Archive for September, 2012

J is for Jumping the Broom

What is “jumping the broom”? What is the purpose?

To most Pagans, when you hear about “jumping the broom”, that means someone is getting or has gotten married. Jumping the broom is an act carried out after the completion of a wedding or handfasting ceremony. It is a time-honored tradition that signifies leaving the single life and crossing over the threshold into a new life together as a couple. The broom itself is symbolic, as it represents the ability to sweep away the old life and any negativity. In addition, jumping the broom is believed by many to bring fertility to the couple and as you “jump into a new life” you are leaving the old one behind ready to take on the world as a team.

The origin of the tradition is unknown, but many people have associated it with many cultures including: Roman, Celtic, Welsh and European Gypsy cultures as well as West African cultures. They have all practiced this custom in their own ways. Many of these people did so in secrecy either because they could not afford traditional weddings or because they were forbidden.

During the time of slavery in the American south, many African slaves performed “broom-jumping weddings” in secrecy because they were not allowed to legally marry one another. Once African-Americans were legally allowed to marry, the tradition of broom-jumping pretty much disappeared because it was no longer needed. However, there has been a resurgence in its popularity, due in no small part to the miniseries Roots.  Due to this, many modern-day African-Americans choose to honor this tradition.

It’s no wonder that many gay & lesbian couples have chosen to take up this custom and make a place for it in their wedding ceremonies. After all, in many places, they too aren’t afforded the right to marry whom they love.

You could say this tradition is indeed cross-cultural. Interestingly enough, the implications of the act of “jumping the broom” mean relatively the same thing to all people who decide to incorporate it into their wedding ceremony, regardless of cultural identity. I think more than a religious symbol though, to those people who started this tradition, it was a cultural custom. One rooted in superstition and mystery. Who wouldn’t want to make sure they put forth every effort to ensure a successful marriage?

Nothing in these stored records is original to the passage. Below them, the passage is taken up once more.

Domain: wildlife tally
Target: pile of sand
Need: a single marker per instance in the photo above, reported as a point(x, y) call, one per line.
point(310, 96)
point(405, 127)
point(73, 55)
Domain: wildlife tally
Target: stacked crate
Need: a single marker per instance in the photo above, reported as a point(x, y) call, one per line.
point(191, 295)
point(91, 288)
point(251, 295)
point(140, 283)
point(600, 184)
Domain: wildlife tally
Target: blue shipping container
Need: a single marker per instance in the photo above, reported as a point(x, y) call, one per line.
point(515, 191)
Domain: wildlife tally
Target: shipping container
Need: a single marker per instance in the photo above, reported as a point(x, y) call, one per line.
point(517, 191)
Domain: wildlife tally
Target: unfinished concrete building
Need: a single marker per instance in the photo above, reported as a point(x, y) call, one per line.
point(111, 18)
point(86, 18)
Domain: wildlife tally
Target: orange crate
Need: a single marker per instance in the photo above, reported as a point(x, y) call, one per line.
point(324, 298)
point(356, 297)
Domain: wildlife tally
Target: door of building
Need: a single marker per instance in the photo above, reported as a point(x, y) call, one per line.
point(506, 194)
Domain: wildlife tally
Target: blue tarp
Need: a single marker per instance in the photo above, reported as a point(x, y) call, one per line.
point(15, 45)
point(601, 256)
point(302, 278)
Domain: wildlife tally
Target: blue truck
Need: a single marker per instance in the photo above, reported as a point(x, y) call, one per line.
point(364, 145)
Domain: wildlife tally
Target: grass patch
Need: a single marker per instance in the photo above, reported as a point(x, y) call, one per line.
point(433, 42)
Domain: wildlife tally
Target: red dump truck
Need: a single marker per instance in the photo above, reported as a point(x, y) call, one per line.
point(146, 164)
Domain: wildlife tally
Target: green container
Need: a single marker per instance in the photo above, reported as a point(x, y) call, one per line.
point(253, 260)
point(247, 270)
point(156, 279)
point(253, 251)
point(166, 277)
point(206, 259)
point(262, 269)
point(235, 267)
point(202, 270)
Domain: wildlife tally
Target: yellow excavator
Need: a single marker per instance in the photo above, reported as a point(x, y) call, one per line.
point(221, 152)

This is just one of many wedding customs that Pagan couples may choose to incorporate to make their ceremony more meaningful for them. Similar to lighting a unity candle or binding their hands together with cords, what it comes down to is a symbol of unity and togetherness. It’s one that I happen to really like and hope to incorporate into my ceremony should I ever get married again. Whatever your cultural identity, you might consider adding this tradition to your handfasting or wedding, as the symbolism is universal and can add a little bit of fun to the ceremony!